The application provides that the effective date of the policy varies upon two conditions. If the policy is issued as applied for and the required premium has been received, the policy is effective on the date on which delivery is authorized. If the policy is issued other than as applied for, or as applied for but unpaid for, it is effective as of the date delivered, provided that delivery and payment of any required cost are made while the insured is living. (Emphasis added.)

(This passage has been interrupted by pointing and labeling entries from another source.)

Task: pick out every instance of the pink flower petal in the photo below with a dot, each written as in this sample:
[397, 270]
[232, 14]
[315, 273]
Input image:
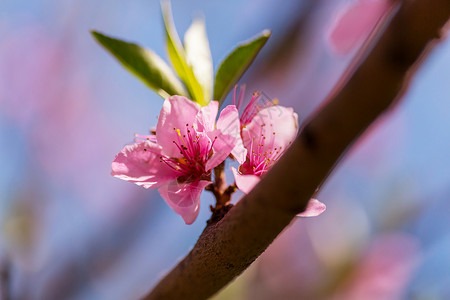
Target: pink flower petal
[245, 182]
[229, 124]
[184, 198]
[354, 23]
[223, 144]
[313, 209]
[140, 163]
[206, 118]
[272, 127]
[177, 113]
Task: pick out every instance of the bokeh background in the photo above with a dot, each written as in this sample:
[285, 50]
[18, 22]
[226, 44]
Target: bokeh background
[68, 230]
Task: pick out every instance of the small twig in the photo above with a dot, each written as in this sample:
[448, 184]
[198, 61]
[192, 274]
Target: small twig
[221, 192]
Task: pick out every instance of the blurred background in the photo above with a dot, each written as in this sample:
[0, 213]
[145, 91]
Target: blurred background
[68, 230]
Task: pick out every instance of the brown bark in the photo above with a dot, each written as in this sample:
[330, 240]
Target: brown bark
[227, 248]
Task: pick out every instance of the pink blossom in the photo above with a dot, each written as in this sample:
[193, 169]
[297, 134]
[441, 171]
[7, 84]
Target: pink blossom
[267, 130]
[187, 147]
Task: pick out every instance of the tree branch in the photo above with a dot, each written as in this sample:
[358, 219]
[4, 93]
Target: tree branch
[228, 247]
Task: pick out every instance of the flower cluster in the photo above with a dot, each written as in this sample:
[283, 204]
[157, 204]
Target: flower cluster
[189, 143]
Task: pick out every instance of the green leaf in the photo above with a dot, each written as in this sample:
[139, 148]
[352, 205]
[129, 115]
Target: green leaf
[177, 56]
[145, 64]
[236, 63]
[198, 55]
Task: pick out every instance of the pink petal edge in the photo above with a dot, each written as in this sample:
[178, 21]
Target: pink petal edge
[313, 209]
[245, 182]
[140, 163]
[177, 111]
[184, 198]
[229, 124]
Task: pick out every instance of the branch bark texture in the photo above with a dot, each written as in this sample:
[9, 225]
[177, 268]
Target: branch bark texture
[228, 247]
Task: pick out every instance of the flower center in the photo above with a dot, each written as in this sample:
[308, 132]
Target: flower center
[195, 149]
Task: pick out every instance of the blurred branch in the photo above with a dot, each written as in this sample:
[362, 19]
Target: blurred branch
[5, 279]
[228, 247]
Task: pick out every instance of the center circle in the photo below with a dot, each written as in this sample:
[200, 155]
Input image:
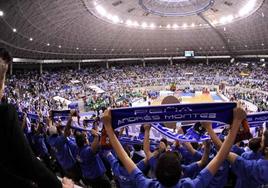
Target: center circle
[181, 8]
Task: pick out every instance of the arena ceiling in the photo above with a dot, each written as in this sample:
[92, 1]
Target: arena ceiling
[133, 28]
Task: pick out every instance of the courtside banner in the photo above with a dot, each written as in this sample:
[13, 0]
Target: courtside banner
[215, 112]
[259, 117]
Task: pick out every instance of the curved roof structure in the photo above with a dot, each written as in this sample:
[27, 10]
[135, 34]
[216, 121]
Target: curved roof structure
[133, 28]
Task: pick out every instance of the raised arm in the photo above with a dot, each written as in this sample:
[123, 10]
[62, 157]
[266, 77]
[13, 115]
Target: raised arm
[204, 160]
[95, 143]
[238, 117]
[146, 141]
[218, 143]
[123, 156]
[67, 130]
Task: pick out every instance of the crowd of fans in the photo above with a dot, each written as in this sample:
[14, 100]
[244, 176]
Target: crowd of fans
[35, 92]
[95, 157]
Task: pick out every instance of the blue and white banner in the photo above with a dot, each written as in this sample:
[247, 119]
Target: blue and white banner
[60, 114]
[215, 112]
[259, 117]
[190, 136]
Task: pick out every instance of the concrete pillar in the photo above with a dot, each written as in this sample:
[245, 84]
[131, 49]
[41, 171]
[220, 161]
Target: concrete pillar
[79, 66]
[170, 61]
[107, 65]
[143, 63]
[11, 69]
[41, 68]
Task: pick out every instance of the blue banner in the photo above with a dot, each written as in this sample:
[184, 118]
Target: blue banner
[60, 114]
[259, 117]
[190, 136]
[215, 112]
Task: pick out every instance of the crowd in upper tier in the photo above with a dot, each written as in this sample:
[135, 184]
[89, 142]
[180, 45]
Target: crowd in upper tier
[35, 92]
[96, 158]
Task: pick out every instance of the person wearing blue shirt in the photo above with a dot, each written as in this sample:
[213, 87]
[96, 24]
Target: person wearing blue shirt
[238, 150]
[254, 153]
[250, 173]
[168, 169]
[121, 173]
[63, 150]
[93, 169]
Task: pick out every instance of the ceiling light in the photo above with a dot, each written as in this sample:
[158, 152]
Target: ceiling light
[101, 10]
[247, 8]
[152, 25]
[144, 24]
[136, 24]
[129, 22]
[230, 18]
[109, 16]
[175, 26]
[223, 20]
[115, 19]
[184, 25]
[214, 22]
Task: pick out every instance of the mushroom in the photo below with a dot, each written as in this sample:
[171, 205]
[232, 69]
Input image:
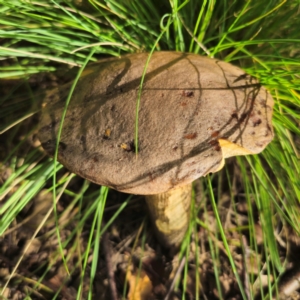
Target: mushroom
[194, 112]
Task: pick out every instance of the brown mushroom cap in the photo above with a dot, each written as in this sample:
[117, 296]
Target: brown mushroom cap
[191, 106]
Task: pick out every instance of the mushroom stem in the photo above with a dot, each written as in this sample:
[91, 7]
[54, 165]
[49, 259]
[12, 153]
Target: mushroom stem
[170, 212]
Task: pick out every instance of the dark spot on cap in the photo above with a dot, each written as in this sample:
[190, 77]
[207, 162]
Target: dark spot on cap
[82, 140]
[234, 115]
[213, 142]
[191, 136]
[128, 146]
[106, 135]
[215, 134]
[243, 117]
[49, 146]
[187, 94]
[256, 122]
[49, 127]
[62, 146]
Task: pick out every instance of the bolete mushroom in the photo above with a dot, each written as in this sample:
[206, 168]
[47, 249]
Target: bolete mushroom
[194, 112]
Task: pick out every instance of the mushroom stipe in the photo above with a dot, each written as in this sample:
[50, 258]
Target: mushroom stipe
[194, 112]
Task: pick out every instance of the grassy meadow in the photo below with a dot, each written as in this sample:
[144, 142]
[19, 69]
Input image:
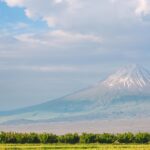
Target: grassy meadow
[73, 147]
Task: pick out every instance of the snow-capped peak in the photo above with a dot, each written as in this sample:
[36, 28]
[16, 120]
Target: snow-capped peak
[132, 76]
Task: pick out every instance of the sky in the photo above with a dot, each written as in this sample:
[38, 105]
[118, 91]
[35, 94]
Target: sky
[50, 48]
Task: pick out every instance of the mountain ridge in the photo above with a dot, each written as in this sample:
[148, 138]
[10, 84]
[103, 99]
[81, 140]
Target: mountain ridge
[124, 94]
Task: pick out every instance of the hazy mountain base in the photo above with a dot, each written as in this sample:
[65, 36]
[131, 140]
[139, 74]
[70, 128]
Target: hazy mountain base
[108, 126]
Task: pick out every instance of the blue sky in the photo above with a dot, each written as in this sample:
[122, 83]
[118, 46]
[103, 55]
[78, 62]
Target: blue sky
[54, 47]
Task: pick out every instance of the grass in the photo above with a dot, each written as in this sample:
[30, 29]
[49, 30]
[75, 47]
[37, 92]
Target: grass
[72, 147]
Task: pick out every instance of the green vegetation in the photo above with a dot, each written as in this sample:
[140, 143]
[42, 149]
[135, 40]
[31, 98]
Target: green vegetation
[85, 138]
[73, 147]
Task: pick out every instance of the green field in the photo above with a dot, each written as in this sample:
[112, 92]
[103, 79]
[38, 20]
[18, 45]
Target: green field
[72, 147]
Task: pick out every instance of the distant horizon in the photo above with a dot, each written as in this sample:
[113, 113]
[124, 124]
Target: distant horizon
[53, 48]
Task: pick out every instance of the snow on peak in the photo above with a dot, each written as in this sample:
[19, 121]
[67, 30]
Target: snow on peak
[132, 76]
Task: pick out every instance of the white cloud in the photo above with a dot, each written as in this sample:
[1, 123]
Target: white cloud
[58, 37]
[143, 8]
[58, 68]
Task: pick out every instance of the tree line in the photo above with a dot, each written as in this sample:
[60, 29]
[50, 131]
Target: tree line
[87, 138]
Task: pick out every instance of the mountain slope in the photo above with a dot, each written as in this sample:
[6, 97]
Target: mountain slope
[124, 94]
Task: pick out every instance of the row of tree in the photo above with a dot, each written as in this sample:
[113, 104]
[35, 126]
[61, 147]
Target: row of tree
[46, 138]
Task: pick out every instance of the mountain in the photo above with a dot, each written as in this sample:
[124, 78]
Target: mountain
[124, 94]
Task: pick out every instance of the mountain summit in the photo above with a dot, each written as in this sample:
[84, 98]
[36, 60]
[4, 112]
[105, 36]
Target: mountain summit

There is no dispute that the policy was issued on December 20, 1984 and personally delivered to Kleckner by Kenneth P. Ambrogi, MONY’s field underwriter, on January 26,1984. The policy was issued as applied for but was, on the date given to Mr. Kleckner, “unpaid for.” (The parties agree that two policies were given to Mr. Kleckner on January 26, 1984, but the premiums were subsequently paid only for the $525,000 policy.) Therefore, under the terms of the application, the contract of insurance became effective upon the date the policy was delivered to Mr. Kleckner, since premiums were paid during his lifetime.

IV.

MONY presents several arguments to defeat the effective delivery of Kleckner’s policy. The company’s essential point is that no contract came into existence due to the failure of Kleckner to accept either policy until after he learned of his terminal cancer. The failure to notify the company of which policy he wished prior to discovery of the cancer, MONY argues, demonstrates there was no “meeting of the minds” on the essential contractual elements. Mony further contends that there was no mutuality of consideration and that the delivery was conditional.

MONY’s argument misconceives the fundamental posture of this insurance contract setting.